Those in Woodland Hills who have assets they would like to be managed for the benefit of others may find a trust to be an effective tool at doing so. The same may be said for people who wish to use their personal assets to benefit a favorite charity. Those who would like their trust's property to do both may be able to do so through a split-interest trust. The Internal Revenue Service defines a split-interest trust as one for which a portion was allowed a charitable deduction, while the remainder may be subject to the same tax requirements as a private foundation.
In simpler terms, with a split-interest trust, one can pass a portion of his or her wealth to a beneficiary while also contributing to a charitable organization.
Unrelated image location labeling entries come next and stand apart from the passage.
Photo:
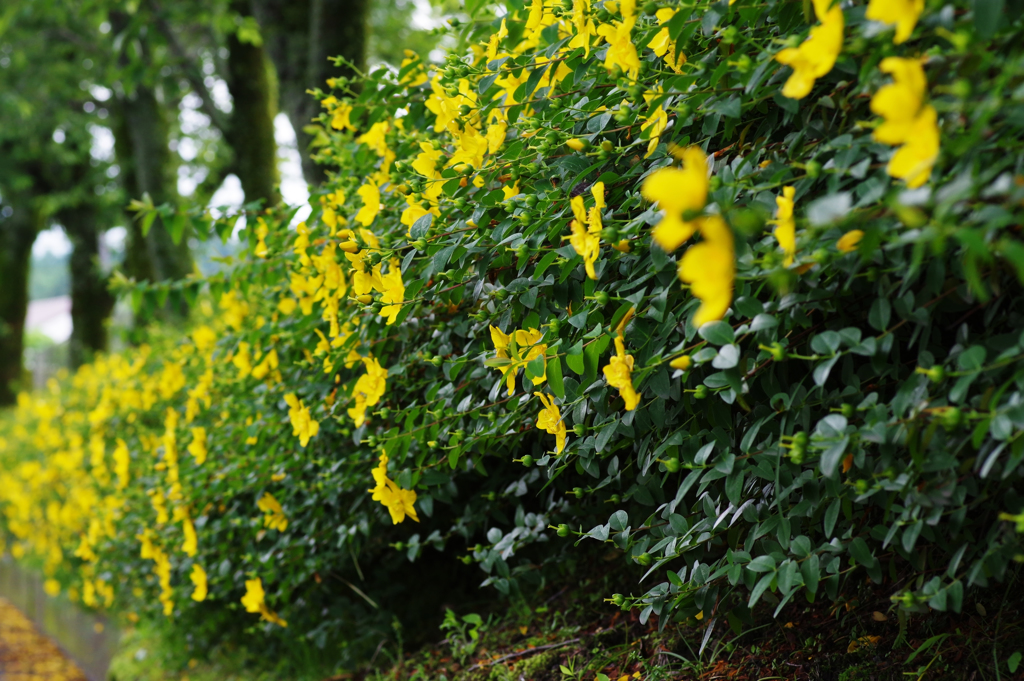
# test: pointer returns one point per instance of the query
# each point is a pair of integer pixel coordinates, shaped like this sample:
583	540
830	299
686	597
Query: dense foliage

Such trusts are set up using one of two different payment methods. The first is a charitable lead trust, which pays income to a charity for certain period of time, and then sees the remainder interest pass to its beneficiaries. A charitable remainder trust, on the other hand, follows the exact opposite payment method.
According to the California Probate Code, trustees of split-interest trusts are prohibited from engaging in any of the following activities as they are defined by the Internal Revenue Code:
- Engaging in self-dealing
- Retaining excessive business holdings
- Making investments that would makes trust property subject to tax+
- Making taxable expenditures
In terms of taxes, the beneficiaries are able to bypass the federal estate tax when they inherit assets from charitable lead trust. The trust donor, however, may have to pay tax on contributions meant specifically for beneficiaries. With a charitable remainder trust, beneficiaries do have to pay tax on their income dispersals.